Utility to convert from CSV data files to VW Vowpal Wabbit format.
Use go get github.com/stmichaelis/datatools/csv2vw
to download and build the conversion tool. Run csv2vw -h
from the GOPATH bin directory to see all comandline options.
csv2vw -i input.csv -o output.csv -l 2 -i ID_ATTRIBUTE -n 4,5,6 -r 8
Convert input.csv
to VW format using column with index 2 as training attribute, column named ID_ATTRIBUTE
as tag, treat columns 4,5,6 as nominal values and remove column 8 from output file.
-i="": -i <Inputfile>
-o="": -o <Outputfile>
-header=true: Use first line in CSV file as header.
-l="0":
Column index (starting with 0) or column name (needs header=true)
of label attribute. Set to -1 to use last value per row as label.
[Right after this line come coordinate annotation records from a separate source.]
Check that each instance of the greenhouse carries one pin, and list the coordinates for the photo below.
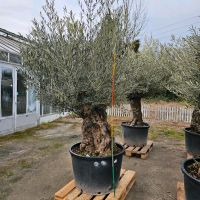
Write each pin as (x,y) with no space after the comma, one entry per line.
(19,108)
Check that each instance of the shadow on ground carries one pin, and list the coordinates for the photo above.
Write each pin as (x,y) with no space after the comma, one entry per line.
(36,166)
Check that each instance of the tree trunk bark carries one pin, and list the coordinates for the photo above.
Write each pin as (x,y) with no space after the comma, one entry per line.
(136,111)
(96,131)
(195,122)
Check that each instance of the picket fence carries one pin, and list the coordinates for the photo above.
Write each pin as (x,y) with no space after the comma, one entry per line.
(158,113)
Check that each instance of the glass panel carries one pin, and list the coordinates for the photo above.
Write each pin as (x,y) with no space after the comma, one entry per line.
(31,100)
(6,92)
(21,94)
(4,56)
(15,58)
(46,109)
(55,110)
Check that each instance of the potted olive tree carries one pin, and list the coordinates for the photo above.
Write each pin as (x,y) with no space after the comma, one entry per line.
(70,61)
(183,60)
(144,77)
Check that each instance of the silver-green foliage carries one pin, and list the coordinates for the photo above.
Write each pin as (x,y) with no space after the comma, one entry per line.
(182,60)
(143,73)
(70,60)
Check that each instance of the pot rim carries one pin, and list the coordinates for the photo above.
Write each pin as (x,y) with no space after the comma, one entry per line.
(95,157)
(184,171)
(146,125)
(188,129)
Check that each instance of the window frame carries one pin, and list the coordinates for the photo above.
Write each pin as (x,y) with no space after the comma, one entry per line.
(13,81)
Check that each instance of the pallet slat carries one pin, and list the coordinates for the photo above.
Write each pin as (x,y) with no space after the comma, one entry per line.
(65,190)
(146,148)
(120,193)
(70,192)
(141,152)
(73,194)
(180,191)
(129,151)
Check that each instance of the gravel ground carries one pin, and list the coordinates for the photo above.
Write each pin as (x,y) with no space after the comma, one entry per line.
(35,167)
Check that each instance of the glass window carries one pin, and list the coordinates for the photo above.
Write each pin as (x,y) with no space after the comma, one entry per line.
(15,58)
(6,92)
(46,109)
(31,100)
(21,94)
(4,56)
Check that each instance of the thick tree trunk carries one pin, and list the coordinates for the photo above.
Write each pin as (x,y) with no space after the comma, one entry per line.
(96,131)
(136,111)
(195,122)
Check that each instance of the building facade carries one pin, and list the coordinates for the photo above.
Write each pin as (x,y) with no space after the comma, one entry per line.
(19,108)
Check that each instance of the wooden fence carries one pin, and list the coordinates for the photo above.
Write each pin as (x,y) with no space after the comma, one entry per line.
(157,113)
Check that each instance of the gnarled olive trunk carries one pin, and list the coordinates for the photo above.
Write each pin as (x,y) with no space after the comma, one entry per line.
(195,122)
(135,103)
(96,131)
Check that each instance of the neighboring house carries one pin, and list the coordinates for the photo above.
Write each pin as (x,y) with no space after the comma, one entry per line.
(19,108)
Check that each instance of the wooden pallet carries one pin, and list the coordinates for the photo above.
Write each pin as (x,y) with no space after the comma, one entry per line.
(190,155)
(180,191)
(71,192)
(141,152)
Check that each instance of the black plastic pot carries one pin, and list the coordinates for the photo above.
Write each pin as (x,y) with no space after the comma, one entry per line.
(93,175)
(192,185)
(192,142)
(135,135)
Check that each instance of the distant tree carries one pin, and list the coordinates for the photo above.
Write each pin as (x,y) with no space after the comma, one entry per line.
(182,59)
(70,62)
(144,75)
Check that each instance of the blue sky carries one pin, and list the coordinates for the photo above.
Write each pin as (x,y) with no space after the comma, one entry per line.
(164,17)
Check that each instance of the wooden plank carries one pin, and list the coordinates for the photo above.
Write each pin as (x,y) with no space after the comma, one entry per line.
(84,196)
(136,150)
(123,184)
(125,146)
(189,155)
(65,190)
(146,148)
(101,197)
(144,156)
(128,189)
(73,194)
(180,191)
(128,151)
(122,172)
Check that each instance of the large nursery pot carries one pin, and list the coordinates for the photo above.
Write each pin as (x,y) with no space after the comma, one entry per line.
(94,174)
(192,141)
(135,135)
(192,185)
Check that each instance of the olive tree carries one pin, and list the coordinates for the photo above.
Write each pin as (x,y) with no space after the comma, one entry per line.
(182,59)
(69,60)
(144,74)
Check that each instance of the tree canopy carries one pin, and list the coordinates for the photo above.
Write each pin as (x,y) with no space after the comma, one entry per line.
(69,60)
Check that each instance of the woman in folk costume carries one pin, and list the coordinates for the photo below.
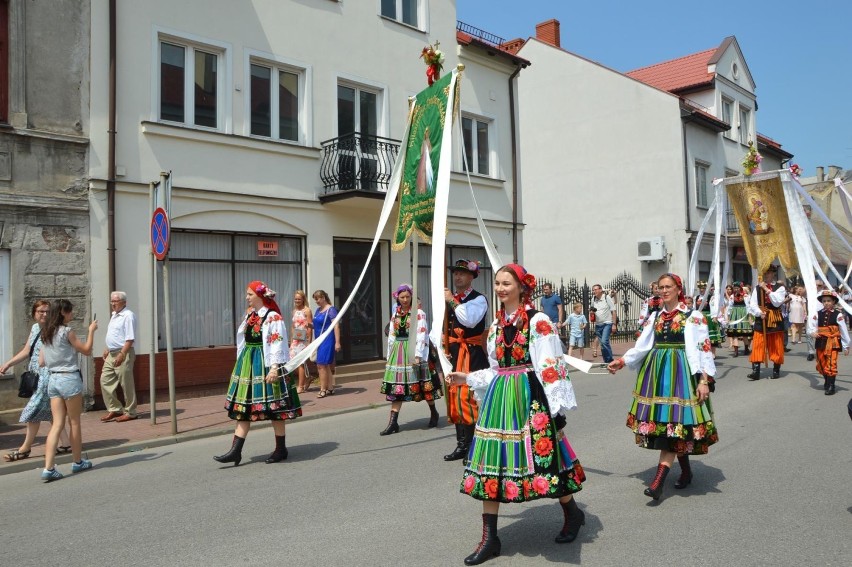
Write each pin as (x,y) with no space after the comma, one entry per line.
(739,322)
(258,391)
(405,381)
(519,451)
(671,409)
(765,304)
(832,336)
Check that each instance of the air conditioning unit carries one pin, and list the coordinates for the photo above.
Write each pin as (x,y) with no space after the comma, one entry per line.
(652,249)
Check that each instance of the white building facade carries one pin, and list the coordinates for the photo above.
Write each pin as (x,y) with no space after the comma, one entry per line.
(279,123)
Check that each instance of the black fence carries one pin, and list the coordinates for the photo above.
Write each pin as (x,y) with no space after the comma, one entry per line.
(627,293)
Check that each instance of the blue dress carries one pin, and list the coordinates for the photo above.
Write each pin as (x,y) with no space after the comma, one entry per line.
(323,320)
(38,408)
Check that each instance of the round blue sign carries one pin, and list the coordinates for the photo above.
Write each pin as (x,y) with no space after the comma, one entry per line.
(160,233)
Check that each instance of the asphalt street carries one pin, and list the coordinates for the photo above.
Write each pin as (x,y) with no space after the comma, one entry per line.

For numerical column names prepend with _.
Example: -l _23 for using column named 23 as label column instead of column with index 23.
-id="-1":
Column index (starting with 0) or column name (needs header=true)
of id (tag) attribute. For numerical column names prepend with _.
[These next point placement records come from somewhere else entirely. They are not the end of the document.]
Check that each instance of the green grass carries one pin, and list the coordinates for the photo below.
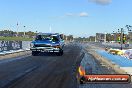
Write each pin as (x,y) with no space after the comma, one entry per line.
(16,39)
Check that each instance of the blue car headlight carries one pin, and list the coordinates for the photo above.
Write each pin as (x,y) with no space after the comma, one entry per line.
(31,44)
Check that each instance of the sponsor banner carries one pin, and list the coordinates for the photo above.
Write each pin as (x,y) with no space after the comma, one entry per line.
(108,78)
(10,45)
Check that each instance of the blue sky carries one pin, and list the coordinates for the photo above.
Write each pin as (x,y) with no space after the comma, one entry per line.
(77,17)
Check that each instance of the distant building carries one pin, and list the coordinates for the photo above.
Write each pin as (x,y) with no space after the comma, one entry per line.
(100,37)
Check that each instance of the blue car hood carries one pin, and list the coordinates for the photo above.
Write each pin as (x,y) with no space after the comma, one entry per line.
(45,42)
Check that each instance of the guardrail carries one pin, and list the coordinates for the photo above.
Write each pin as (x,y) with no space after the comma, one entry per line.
(10,47)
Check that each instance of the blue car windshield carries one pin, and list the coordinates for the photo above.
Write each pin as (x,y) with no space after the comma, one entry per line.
(47,37)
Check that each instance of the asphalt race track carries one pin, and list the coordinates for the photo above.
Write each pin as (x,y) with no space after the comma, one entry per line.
(50,71)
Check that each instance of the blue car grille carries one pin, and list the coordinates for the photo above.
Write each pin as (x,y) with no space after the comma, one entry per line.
(42,45)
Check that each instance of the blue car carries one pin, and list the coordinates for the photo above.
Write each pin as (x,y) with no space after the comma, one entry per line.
(47,42)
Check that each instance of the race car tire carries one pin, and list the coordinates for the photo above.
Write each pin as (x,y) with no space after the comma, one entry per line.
(35,53)
(60,53)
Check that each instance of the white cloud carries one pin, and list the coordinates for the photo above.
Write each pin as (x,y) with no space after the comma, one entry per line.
(83,14)
(102,2)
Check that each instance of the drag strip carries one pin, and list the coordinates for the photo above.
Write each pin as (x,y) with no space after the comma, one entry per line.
(43,71)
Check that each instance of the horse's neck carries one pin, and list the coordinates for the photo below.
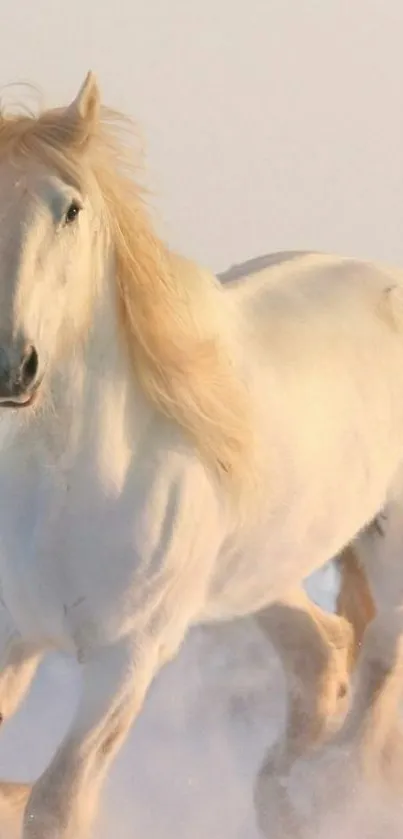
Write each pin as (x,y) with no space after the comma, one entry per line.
(95,412)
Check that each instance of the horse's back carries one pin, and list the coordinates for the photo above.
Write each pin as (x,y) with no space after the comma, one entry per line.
(296,298)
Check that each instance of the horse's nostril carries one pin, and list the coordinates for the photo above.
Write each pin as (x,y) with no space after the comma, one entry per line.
(29,366)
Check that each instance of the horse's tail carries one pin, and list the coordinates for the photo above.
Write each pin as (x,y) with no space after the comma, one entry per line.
(355,601)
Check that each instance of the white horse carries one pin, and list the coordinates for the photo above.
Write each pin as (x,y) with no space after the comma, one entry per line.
(173,450)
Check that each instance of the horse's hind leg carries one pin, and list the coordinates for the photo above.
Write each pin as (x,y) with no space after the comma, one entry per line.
(314,647)
(19,666)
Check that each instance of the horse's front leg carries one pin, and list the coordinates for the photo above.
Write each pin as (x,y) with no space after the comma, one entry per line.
(19,660)
(115,680)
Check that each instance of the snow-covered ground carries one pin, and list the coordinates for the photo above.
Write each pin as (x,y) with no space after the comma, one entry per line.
(189,768)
Set to -1 for data without an index attribute.
-n="":
Column indices (starting with 0) or column names (needs header=true)
of nominal/categorial attributes. List separated by comma.
Example: -n 1,2,5,6. For numerical column names prepend with _.
-r="":
Remove comlumns with given indices (starting with 0) or
column names (needs header=true) . List separated by comma.
Example: -r 2,5,8,9. For numerical column names prepend with _.
-w="-1":
Column index (starting with 0) or column name (needs header=true)
of importance weight column. For numerical column names prepend with _.
Set to -1 for data without a importance column.
-ncpu=0:
Set number of cores to use. Values <= 0 use all availabe cores.
Important: Set to 1 for preserving the same example order as in the input data set.
-nolabel=false: Omit label in output data for performing prediction only in VW.
-headernames=false:
Use names of header columns as attribute names
instead of index number. May increase output file size.
Implies -header=true.
The headernames flag may be helpful in case you want to process csv files with a different number and ordering of columns, e.g. train and test files where the column indices differ due to a missing label.
-q=false: Quiet mode.
Copyright (C) 2015 Stefan Michaelis http://www.stefan-michaelis.name
This program is free software: you can redistribute it and/or modify it under the terms of the GNU Affero General Public License as published by the Free Software Foundation, either version 3 of the License, or (at your option) any later version.
This program is distributed in the hope that it will be useful, but WITHOUT ANY WARRANTY; without even the implied warranty of MERCHANTABILITY or FITNESS FOR A PARTICULAR PURPOSE. See the GNU Affero General Public License for more details.